Find character with most occurrences in string?

Solution 1:

input.GroupBy(x => x).OrderByDescending(x => x.Count()).First().Key

Notes:

  • if you need this to work on ancient (2.0) versions of .Net consider LinqBridge. If you can't use C# 3.0 (targeting .Net 2.0) you probably better off with other solutions due to missing lambda support. Another .Net 2.0+ option is covered in xanatos answer.
  • for the case of "aaaabbbb" only one of those will be returned (thanks xanatos for comment). If you need all of the elements with maximum count, use Albin's solution instead.
  • due to sorting this if O(n log n) solution. If you need better than that - find Max value by linear search instead of sorting first which will give O(n). See LINQ: How to perform .Max() on a property of all objects in a collection and return the object with maximum value

Solution 2:

This because someone asked for a 2.0 version, so no LINQ.

Dictionary<char, int> dict = new Dictionary<char, int>();

int max = 0;

foreach (char c in "abbbbccccd")
{
    int i;
    dict.TryGetValue(c, out i);
    i++;
    if (i > max)
    {
        max = i;
    }
    dict[c] = i;
}

foreach (KeyValuePair<char, int> chars in dict)
{
    if (chars.Value == max)
    {
        Console.WriteLine("{0}: {1}", chars.Key, chars.Value);
    }
}

Instead this for the LINQ version. It will extract paired "bests" (aaaabbbb == a, b). It WON'T work if str == String.Empty.

var str = "abbbbccccd";

var res = str.GroupBy(p => p).Select(p => new { Count = p.Count(), Char = p.Key }).GroupBy(p => p.Count, p => p.Char).OrderByDescending(p => p.Key).First();

foreach (var r in res) {
    Console.WriteLine("{0}: {1}", res.Key, r);
}

Solution 3:

string testString = "abbbbccd";
var charGroups = (from c in testString
                    group c by c into g
                    select new
                    {
                        c = g.Key,
                        count = g.Count(),
                    }).OrderByDescending(c => c.count);
foreach (var group in charGroups)
{
    Console.WriteLine(group.c + ": " + group.count);
}

Solution 4:

Inspired from Stephen's answer, almost the same:

public static IEnumerable<T> Mode<T>(this IEnumerable<T> input)
{
    var dict = input.ToLookup(x => x);
    if (dict.Count == 0)
        return Enumerable.Empty<T>();
    var maxCount = dict.Max(x => x.Count());
    return dict.Where(x => x.Count() == maxCount).Select(x => x.Key);
}

var modes = "".Mode().ToArray(); //returns { }
var modes = "abc".Mode().ToArray(); //returns { a, b, c }
var modes = "aabc".Mode().ToArray(); //returns { a }
var modes = "aabbc".Mode().ToArray(); //returns { a, b }

Update: Did a quick benchmarking of this answer vs Jodrell's answer (release build, debugger detached, oh yes)

source = "";

iterations = 1000000

result:

this - 280 ms
Jodrell's - 900 ms

source = "aabc";

iterations = 1000000

result:

this - 1800 ms
Jodrell's - 3200 ms

source = fairly large string - 3500+ char

iterations = 10000

result:

this - 3200 ms
Jodrell's - 3000 ms

Solution 5:

EDIT 3

Here is my last answer which I think (just) shades Nawfal's for performance on longer sequences.

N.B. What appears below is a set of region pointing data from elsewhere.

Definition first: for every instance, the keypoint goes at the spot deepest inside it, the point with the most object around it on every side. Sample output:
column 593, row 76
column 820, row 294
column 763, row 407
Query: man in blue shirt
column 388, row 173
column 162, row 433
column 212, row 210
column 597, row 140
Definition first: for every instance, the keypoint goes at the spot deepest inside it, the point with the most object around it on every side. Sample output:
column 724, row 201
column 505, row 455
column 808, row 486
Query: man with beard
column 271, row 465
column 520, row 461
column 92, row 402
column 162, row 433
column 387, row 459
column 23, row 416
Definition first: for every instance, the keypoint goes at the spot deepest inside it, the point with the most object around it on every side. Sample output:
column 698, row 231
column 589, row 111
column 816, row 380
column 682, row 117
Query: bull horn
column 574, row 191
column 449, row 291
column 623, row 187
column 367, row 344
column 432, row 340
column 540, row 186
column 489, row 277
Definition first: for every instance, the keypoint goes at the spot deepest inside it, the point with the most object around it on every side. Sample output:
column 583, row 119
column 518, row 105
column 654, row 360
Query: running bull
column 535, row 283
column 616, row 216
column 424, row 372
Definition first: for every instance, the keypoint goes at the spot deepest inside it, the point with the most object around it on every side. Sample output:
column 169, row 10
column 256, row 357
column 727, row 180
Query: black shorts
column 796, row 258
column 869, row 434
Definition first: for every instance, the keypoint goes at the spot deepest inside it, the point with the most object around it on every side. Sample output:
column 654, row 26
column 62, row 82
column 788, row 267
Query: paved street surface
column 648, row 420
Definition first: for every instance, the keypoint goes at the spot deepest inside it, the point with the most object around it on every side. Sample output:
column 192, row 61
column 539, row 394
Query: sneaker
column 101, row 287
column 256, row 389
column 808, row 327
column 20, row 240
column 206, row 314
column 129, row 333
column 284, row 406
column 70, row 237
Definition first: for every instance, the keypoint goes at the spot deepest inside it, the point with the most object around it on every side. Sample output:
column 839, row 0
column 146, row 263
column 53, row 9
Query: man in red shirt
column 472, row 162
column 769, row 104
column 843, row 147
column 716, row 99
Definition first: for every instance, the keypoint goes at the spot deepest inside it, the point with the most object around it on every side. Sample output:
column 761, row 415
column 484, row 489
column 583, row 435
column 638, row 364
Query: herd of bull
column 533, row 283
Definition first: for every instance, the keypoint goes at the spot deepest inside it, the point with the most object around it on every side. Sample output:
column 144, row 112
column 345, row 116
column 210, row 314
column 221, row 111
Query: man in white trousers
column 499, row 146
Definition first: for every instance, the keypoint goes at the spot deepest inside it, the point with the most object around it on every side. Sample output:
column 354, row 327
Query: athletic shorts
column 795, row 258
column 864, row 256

However, given the reduced complexity of Nawfal's answer, and its more universal performance, especially in relation to the question, I'd choose that.

public static IEnumerable<T> Mode<T>(
    this IEnumerable<T> source,
    IEqualityComparer<T> comparer = null)
{
    var counts = source.GroupBy(t => t, comparer)
        .Select(g => new { g.Key, Count = g.Count() })
        .ToList();

    if (counts.Count == 0)
    {
        return Enumerable.Empty<T>();
    }

    var maxes = new List<int>(5);
    int maxCount = 1;

    for (var i = 0; i < counts.Count; i++)
    {
        if (counts[i].Count < maxCount)
        {
            continue;
        }

        if (counts[i].Count > maxCount)
        {
            maxes.Clear();
            maxCount = counts[i].Count;
        }

        maxes.Add(i);
    }

    return maxes.Select(i => counts[i].Key);
}

EDIT 2


EDIT



If you want an efficient generic solution, that accounts for the fact that multiple items could have the same frequency, start with this extension,

IOrderedEnumerable<KeyValuePair<int, IEnumerable<T>>>Frequency<T>(
    this IEnumerable<T> source,
    IComparer<T> comparer = null)
{
    return source.GroupBy(t => t, comparer)
        .GroupBy(
            g => g.Count(),
            (k, s) => new KeyValuePair<int, IEnumerable<T>>(
                k,
                s.Select(g => g.First())))
        .OrderByDescending(f => f.Key);
}

This extension works in all of the following scenarios

var mostFrequent = string.Empty.Frequency().FirstOrDefault();

var mostFrequent = "abbbbccd".Frequency().First();

or,

var mostFrequent = "aaacbbbcdddceee".Frequency().First();

Note that mostFrequent is a KeyValuePair<int, IEnumerable<char>>.


If so minded you could simplify this to another extension,

public static IEnumerable<T> Mode<T>(
    this IEnumerable<T> source,
    IEqualityComparer<T> comparer = null)
{
    var mode = source.GroupBy(
            t => t,
            (t, s) => new { Value = t, Count = s.Count() }, comparer)
        .GroupBy(f => f.Count)
        .OrderbyDescending(g => g.Key).FirstOrDefault();

    return mode == null ? Enumerable.Empty<T>() : mode.Select(g => g.Value);
}

which obviously could be used thus,

var mostFrequent = string.Empty.Mode();

var mostFrequent = "abbbbccd".Mode();

var mostFrequent = "aaacbbbcdddceee".Mode();

here, mostFrequent is an IEnumerable<char>.